Can-cer-tainly Say I'm Glad I Didn't ππ
The Korean Study No One Wants You to Read Closely
A large, population-wide signal that cancer risk jumped in the first year after COVID-19 vaccination
On 26 September 2025, the journal Biomarker Research published a short correspondence that should have made front-page news everywhere. It didn’t.
Title:
“1-year risks of cancers associated with COVID-19 vaccination: a large population-based cohort study in South Korea”
Kim HJ, Kim M-H, Choi MG, Chun EM. Biomarker Research 2025;13:114
https://doi.org/10.1186/s40364-025-00831-w
What they did
The researchers took the entire adult population of Seoul (8,407,849 people) from the Korean National Health Insurance database, followed everyone from 2021–2023, and simply asked:
“How many new cancers were diagnosed in the 12 months after a person received a COVID-19 vaccine compared to those who remained unvaccinated?”
They used the standard statistical toolkit (propensity-score matching, multivariable Cox models) to balance the groups for age, sex, income, comorbidities, and prior healthcare use.
What they found (selected hazard ratios, all statistically significant):
Cancer site
| Cancer site | Hazard Ratio (95% CI) | Approximate increased risk |
|---|---|---|
| Thyroid | 1.351 (1.206–1.514) | +35% |
| Gastric | 1.335 (1.130–1.576) | +34% |
| Colorectal | 1.283 (1.122–1.468) | +28% |
| Lung | 1.533 (1.254–1.874) | +53% |
| Breast | 1.197 (1.069–1.340) | +20% |
| Prostate | 1.687 (1.348–2.111) | +69% |
| All cancers combined | ~1.27 | +27% |
When broken down by vaccine platform: mRNA vaccines (Pfizer/Moderna) were specifically linked to the increased risk of thyroid, colorectal, lung, and breast cancers.
Viral-vector vaccines were linked to thyroid, gastric, colorectal, lung, and prostate.
Mixed schedules carried risk for thyroid and breast.
These are not tiny signals hidden in the noise. These are large, clean, government-held insurance records covering virtually an entire modern city of 10 million people.
The authors are cautious in their wording (“association,” “further research needed”), but the way scientists must be. But the numbers speak plainly: in the first year after the shots were given, certain cancers appeared at rates far higher than in the unvaccinated.

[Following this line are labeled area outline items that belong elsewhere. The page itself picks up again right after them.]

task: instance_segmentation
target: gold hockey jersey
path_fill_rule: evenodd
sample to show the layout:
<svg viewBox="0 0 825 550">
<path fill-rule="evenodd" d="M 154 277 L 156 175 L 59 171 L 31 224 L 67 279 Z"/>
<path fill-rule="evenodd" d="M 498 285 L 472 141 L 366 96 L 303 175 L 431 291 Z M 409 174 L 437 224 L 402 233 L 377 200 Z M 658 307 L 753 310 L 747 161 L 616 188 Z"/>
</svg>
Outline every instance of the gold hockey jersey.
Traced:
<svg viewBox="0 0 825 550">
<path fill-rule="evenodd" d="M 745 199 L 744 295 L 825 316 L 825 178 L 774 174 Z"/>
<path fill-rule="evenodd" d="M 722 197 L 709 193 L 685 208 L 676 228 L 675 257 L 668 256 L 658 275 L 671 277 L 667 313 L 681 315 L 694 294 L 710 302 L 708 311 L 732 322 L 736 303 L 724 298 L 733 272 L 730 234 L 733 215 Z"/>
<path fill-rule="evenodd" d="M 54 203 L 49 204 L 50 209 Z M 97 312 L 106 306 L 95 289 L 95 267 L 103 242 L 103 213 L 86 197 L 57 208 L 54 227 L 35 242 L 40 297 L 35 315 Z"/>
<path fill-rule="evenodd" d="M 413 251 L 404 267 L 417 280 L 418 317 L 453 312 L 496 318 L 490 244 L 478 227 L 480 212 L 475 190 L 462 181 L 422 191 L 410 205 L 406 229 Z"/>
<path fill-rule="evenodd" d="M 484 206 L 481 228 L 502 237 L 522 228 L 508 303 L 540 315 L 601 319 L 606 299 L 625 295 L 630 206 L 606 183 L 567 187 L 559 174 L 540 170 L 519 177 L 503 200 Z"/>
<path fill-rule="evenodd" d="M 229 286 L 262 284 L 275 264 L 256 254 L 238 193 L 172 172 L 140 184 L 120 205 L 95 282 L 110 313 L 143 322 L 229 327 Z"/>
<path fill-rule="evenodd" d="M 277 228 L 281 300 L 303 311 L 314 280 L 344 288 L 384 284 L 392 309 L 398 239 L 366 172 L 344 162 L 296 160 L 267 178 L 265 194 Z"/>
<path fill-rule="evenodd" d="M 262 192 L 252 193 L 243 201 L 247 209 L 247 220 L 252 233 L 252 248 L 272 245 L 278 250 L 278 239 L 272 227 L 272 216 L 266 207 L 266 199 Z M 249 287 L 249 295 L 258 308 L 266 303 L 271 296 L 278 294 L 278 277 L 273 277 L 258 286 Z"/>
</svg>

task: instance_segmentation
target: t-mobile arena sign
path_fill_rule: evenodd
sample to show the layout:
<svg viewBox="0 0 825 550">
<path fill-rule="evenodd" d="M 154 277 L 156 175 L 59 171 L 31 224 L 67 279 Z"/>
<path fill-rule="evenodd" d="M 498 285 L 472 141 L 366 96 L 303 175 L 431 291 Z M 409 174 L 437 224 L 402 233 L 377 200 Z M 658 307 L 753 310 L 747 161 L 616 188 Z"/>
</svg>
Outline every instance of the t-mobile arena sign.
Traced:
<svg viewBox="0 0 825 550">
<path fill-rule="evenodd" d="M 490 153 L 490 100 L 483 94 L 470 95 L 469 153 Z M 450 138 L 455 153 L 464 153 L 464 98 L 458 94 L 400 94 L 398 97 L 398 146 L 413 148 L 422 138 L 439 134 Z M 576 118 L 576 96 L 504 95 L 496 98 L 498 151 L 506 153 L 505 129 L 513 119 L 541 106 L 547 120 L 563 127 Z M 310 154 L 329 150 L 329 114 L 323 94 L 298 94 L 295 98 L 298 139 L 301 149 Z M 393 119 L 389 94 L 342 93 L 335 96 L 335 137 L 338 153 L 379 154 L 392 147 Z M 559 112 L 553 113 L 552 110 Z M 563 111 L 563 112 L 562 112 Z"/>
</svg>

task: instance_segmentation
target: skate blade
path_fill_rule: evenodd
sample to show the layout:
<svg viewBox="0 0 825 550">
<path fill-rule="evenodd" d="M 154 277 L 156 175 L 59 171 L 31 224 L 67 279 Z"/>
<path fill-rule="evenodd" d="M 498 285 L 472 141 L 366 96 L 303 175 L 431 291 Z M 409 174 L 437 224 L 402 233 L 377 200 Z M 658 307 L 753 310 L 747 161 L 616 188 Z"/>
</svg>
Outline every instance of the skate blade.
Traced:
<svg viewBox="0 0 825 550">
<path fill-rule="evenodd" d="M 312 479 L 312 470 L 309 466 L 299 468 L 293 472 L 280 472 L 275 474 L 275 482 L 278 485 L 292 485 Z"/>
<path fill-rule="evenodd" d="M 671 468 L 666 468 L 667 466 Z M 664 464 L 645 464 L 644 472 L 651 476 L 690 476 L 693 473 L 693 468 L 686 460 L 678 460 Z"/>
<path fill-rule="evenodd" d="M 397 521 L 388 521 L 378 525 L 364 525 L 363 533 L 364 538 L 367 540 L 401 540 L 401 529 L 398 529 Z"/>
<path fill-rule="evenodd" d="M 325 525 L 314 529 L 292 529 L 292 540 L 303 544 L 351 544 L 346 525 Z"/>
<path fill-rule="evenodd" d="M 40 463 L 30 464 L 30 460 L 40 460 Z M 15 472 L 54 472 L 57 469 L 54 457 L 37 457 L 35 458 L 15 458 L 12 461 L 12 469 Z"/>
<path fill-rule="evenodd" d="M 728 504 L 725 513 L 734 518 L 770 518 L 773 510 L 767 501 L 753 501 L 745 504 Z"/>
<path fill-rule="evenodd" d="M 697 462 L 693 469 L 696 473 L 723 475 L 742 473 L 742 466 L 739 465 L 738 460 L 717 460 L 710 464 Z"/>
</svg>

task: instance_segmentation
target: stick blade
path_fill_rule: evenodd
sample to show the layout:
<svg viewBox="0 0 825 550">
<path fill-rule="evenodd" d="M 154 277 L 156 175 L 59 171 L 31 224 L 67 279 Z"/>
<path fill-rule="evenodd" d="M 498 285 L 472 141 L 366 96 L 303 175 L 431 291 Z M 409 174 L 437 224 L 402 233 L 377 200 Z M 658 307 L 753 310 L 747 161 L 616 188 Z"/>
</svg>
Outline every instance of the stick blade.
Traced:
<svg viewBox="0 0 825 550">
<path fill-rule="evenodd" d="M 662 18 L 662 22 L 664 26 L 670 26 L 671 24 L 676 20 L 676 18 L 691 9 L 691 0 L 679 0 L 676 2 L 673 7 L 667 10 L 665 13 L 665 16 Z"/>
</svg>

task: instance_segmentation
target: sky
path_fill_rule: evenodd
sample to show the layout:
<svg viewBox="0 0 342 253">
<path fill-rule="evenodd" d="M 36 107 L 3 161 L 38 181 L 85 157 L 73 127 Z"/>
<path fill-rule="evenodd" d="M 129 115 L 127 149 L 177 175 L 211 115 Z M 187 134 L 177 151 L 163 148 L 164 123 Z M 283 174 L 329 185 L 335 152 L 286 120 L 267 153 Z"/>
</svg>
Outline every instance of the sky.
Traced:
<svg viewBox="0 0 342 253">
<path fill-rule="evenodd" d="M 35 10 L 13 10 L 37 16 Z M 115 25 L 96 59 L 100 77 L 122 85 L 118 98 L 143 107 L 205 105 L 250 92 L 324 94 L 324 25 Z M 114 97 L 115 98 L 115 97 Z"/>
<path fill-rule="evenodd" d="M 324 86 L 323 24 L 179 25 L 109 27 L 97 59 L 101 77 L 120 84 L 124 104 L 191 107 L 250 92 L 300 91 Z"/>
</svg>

Many of us have watched this play out in real life. A relative or friend in remission, doing great, gets the shots “to be safe,” and within months the cancer is back—aggressive, multi-focal, unstoppable. Doctors call it “unfortunate timing.” The Korean data suggest it was not unfortunate, and it was not rare.
The journal issued an “Expression of Concern” weeks later, the usual ritual when a finding is politically explosive. That does not invalidate the underlying database or the math. It simply reminds us whose interests are threatened by the result.
This study is not the only one heading in this direction (Japanese, Czech, and U.S. insurance datasets have started whispering the same pattern), but it is by far the largest and cleanest to date.
You will be told this is “just correlation” or “better screening in vaccinated people.” Those explanations fall apart when you notice the unvaccinated control group was also getting regular healthcare in the same system, and the excesses are largest for cancers (lung, colorectal, prostate) that are not heavily driven by screening changes in a single year.
Sometimes the simplest reading is the correct one: millions of people received a novel injection that forces their cells to produce a foreign spike protein for an uncertain length of time, and in the months that followed, serious cancers appeared at elevated rates.
The Korean data are now part of the permanent scientific record. They cannot be waved away. They demand answers, not deflections.
Link to the full paper (open access):
https://biomarkerres.biomedcentral.com/articles/10.1186/s40364-025-00831-w
Read it yourself. Share it. The people we lost deserve at least that much honesty.